Defining the Renal Plexus
The nerves and ganglia that serve the kidney are collectively known as the renal plexus. In anatomical terms, a plexus is a complex, web-like network of intersecting nerves. The renal plexus specifically refers to this web of nerves and associated ganglia—which are clusters of nerve cell bodies—that is situated in the upper abdomen. This network is positioned around the renal artery, the main blood vessel supplying the kidney, and follows its branches as they extend deep into the kidney tissue.
This arrangement allows the nervous system to communicate directly with the functional units within the kidney. Its primary role is to transmit signals from the central nervous system to the kidney and to send sensory information from the kidney back to the brain.

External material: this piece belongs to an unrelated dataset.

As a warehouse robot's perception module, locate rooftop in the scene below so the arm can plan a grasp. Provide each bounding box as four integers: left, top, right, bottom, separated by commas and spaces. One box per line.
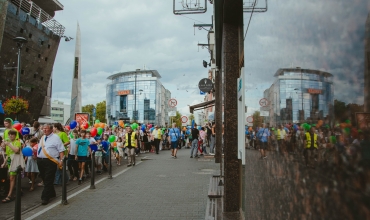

Anatomy and Origins of Renal Nerves
The renal plexus is an anatomically complex structure with contributions from several different parts of the autonomic nervous system. It is primarily considered an extension of the celiac plexus, a major nerve network in the abdomen, and also receives fibers from the aorticorenal ganglia. These ganglia, including the celiac and superior mesenteric ganglia, serve as relay points for nerve signals traveling to the kidney.
The thoracic and lumbar splanchnic nerves, particularly the least splanchnic nerve, provide significant input. These nerves carry preganglionic sympathetic fibers, which are nerve fibers that originate in the spinal cord and travel to the ganglia. Postganglionic fibers, which travel from the ganglia to the kidney itself, then complete the pathway.
While the renal plexus is dominated by sympathetic nerves, which manage “fight or flight” responses, it also contains some parasympathetic fibers from the vagus nerve. The nerves, numbering fifteen to twenty, travel along the renal artery and its smaller branches to reach their targets within the kidney.
Functional Control of the Kidney
The efferent, or outgoing, nerves of the renal plexus exert control over several kidney functions, primarily through sympathetic stimulation. One of the main roles of these nerves is the regulation of renal blood flow. When the sympathetic nerves are activated, they cause the small arteries within the kidney, known as arterioles, to constrict. This vasoconstriction reduces blood flow into the glomeruli, the kidney’s filtering units, which in turn can decrease the glomerular filtration rate (GFR).
Another function of the renal plexus is to stimulate the release of renin. Nerve signals act directly on specialized cells called juxtaglomerular cells, prompting them to release this enzyme. Renin is a component of the renin-angiotensin-aldosterone system, a hormonal cascade that helps regulate blood pressure throughout the body. By controlling renin secretion, the renal nerves play a part in long-term blood pressure management.
These nerves also influence how the kidney handles salt and water. Sympathetic nerve fibers extend to the renal tubules, the structures responsible for reabsorbing substances from the filtered fluid. Stimulation from these nerves can increase the reabsorption of sodium and water back into the bloodstream. This action helps the body conserve fluids, which is important during times of dehydration or low blood pressure.
Sensory Signaling from the Kidney
The nerve connection to the kidney is a two-way communication system. In addition to the efferent nerves that send signals to the kidney, there are also afferent, or incoming, nerve fibers that transmit sensory information from the kidney to the central nervous system. These sensory nerves act as monitors, providing the brain with real-time updates on the kidney’s status.
These afferent nerves include two main types of receptors. Chemoreceptors monitor the chemical composition of the blood and urine, detecting changes in factors like ion concentration or pH. Mechanoreceptors, on the other hand, detect physical forces such as stretch or pressure within the kidney. For example, an increase in pressure within the renal pelvis, the central collecting part of the kidney, activates these mechanoreceptors.
Pain originating from the kidney, such as that caused by a kidney stone or a significant infection, is transmitted along these afferent pathways. The information travels from the kidney to the spinal cord and then to the brain, where it is perceived as pain, often felt in the flank and abdominal area.